A new artificial intelligence model by Meta is showing early signs of understanding how the physical world works, not through rules, but through observation.
The system, called V-JEPA, learns by watching ordinary videos and then reacts with “surprise” when it encounters impossible scenarios, such as a ball disappearing behind a block and failing to reappear.
V-JEPA Goes Beyond Pixels
Unlike conventional video prediction systems that work directly with noisy visual data, V-JEPA operates in latent space, masking parts of video sequences and predicting the hidden features.

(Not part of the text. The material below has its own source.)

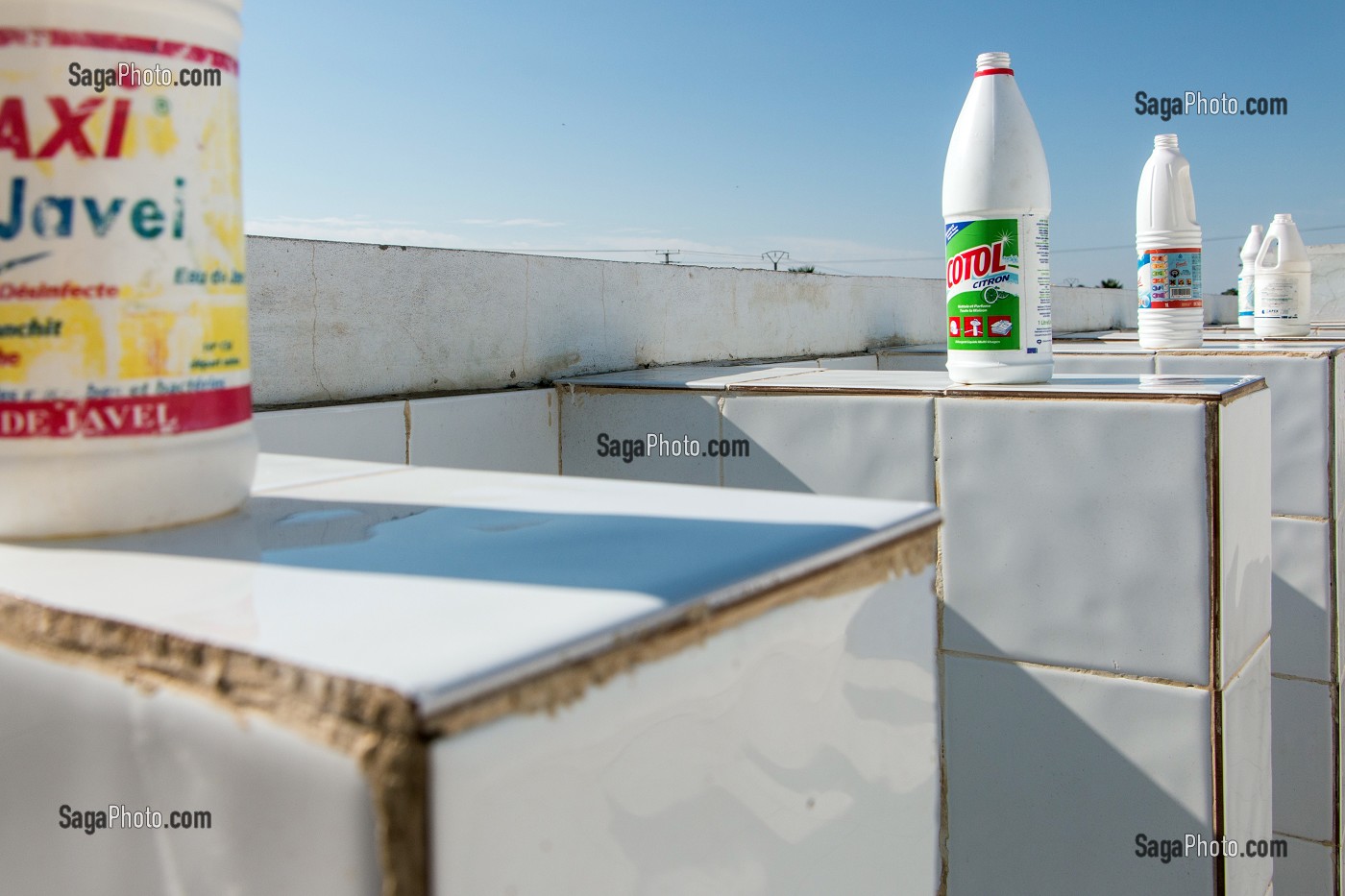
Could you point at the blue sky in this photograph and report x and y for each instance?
(728, 130)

During training, the model receives masked video frames (with certain spatio-temporal patches hidden). These masked frames go through Encoder 1, which outputs latent embeddings for the visible portions. Simultaneously, unmasked versions of the same frames are encoded by Encoder 2 into latent representations of the full scenes. The Predictor is then trained to map from Encoder 1’s masked embeddings to what Encoder 2 would produce, effectively predicting the missing latent features.

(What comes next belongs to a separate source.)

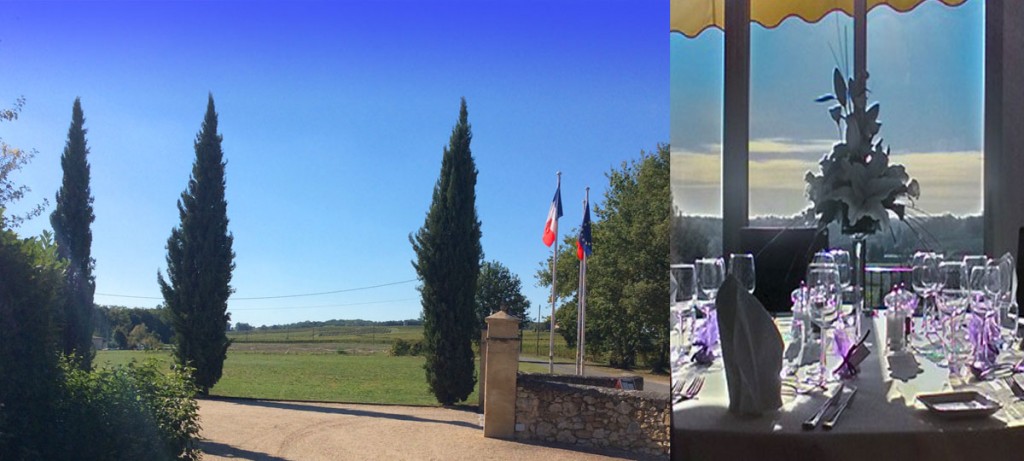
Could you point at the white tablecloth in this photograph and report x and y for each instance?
(884, 420)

“This enables the model to discard unnecessary … information and focus on more important aspects of the video,” said Quentin Garrido about the AI, a research scientist at Meta. “Discarding unnecessary information is very important and something that V-JEPA aims at doing efficiently.”
In benchmark tests like IntPhys, V-JEPA demonstrated an impressive 98% accuracy in flagging physically impossible events. This far outperforms traditional pixel-based AI models.

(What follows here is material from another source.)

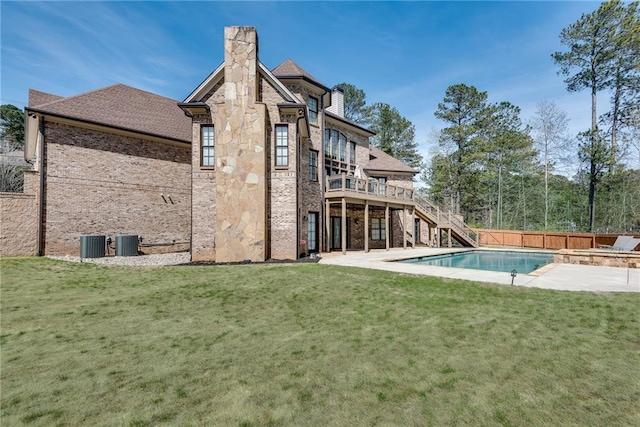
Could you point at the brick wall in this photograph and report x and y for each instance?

Meta has already moved to V-JEPA 2, which scales up the architecture and the dataset. According to Meta’s blog, V-JEPA 2 was pretrained on around 22 million video clips, with two main components: updated encoders and a more powerful predictor network.
A Machine That Feels “Surprise”
One of the most striking features of the model is its “surprise signal,” a measurable spike in prediction error when events deviate from physical expectations. Experts say this behavior closely mirrors how infants react when basic physical rules are broken, such as when objects vanish without explanation.
Micha Heilbron from the University of Amsterdam called the findings “compelling,” noting that the model develops physical reasoning without any hard-coded rules.
Bridging AI and Robotics
The implications go well beyond video prediction. Meta’s team fine-tuned V-JEPA on 60 hours of robot footage, enabling it to plan simple object manipulation tasks. The next version, V-JEPA 2, expands to 1.2 billion parameters and tougher scenarios.
This ability to bridge perception and action hints at future embodied AI systems capable of reasoning about their environment with minimal explicit programming.
Remaining Challenges
The model still struggles with long time horizons and has limited memory retention, with performance fading over several seconds. It also lacks structured ways to handle uncertainty, which is crucial for real-world deployment.
V-JEPA[1] represents a shift in how AI can build intuitive models of the world. The future might just be watching, predicting and learning.